The B. A. course in English is designed to lay a broad
foundation for the intelligent study of the language on both
the historical (philological) and the literary side. The
opportunity is seized from the beginning to interest the
student in the history and etymology of current English
words and phrases, to point him by a general course of
Anglo-Saxon (Old English) and Middle English to the
gradual genesis and evolution of Modern English as we
have it now, and to furnish him with ample material for the
prosecution of further study and research in one of the
most delightful fields open to the modern student. A carefully
graded series of texts and text-books will lead the
student from the language of Alfred through Chaucer and
the Elizabethans to the English of Victoria; and practical
weekly or fortnightly exercises in English composition on
assigned topics will, it is hoped, shape his style and enlarge
his knowledge of contemporary English. Three times a week.

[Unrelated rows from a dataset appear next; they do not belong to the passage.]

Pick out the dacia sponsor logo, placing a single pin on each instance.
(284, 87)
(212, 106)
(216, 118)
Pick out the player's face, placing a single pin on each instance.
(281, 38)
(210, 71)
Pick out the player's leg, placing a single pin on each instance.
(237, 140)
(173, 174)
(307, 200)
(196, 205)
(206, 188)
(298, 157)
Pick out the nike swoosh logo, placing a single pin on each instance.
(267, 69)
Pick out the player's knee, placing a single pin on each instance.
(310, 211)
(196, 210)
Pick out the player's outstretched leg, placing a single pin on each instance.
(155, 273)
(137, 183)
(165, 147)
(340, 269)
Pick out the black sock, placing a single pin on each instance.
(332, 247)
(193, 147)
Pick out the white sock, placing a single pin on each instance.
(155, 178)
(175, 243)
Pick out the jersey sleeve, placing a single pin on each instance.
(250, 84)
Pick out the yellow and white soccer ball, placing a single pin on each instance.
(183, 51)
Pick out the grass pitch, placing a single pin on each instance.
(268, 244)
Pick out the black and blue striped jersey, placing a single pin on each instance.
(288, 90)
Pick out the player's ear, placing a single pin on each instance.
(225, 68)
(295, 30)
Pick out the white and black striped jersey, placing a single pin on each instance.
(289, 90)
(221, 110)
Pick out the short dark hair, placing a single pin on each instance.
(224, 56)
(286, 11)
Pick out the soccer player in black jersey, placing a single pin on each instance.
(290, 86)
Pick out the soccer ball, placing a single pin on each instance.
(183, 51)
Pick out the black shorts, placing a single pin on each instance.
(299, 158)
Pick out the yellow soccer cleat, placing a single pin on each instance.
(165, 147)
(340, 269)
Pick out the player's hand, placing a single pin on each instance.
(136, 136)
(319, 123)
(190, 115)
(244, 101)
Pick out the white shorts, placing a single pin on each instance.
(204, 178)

Text-Books.—First term—Sweet's or Harrison and Baskervill's Primer
of Anglo-Saxon; Morris's Elementary Historical English Grammar
(revised); Corson's edition of Chaucer.

Second term—Sweet's Anglo-Saxon Reader (seventh edition); Mayhew's
Trench's English Past and Present; Hales's Longer English Poems;
the Arden Shakspeare; Brooke's English Literature.

For the benefit of students studying Modern English along with Old
English, one hour a week is devoted to English Grammar, Elementary
Rhetoric and Pronunciation, with one weekly exercise.

Text-Books.—Williams's Rhetoric; Phyfe's How Shall I Pronounce?

A course of eight illustrated lectures on the Homes and Haunts of English
Men of Letters was given in February, 1897.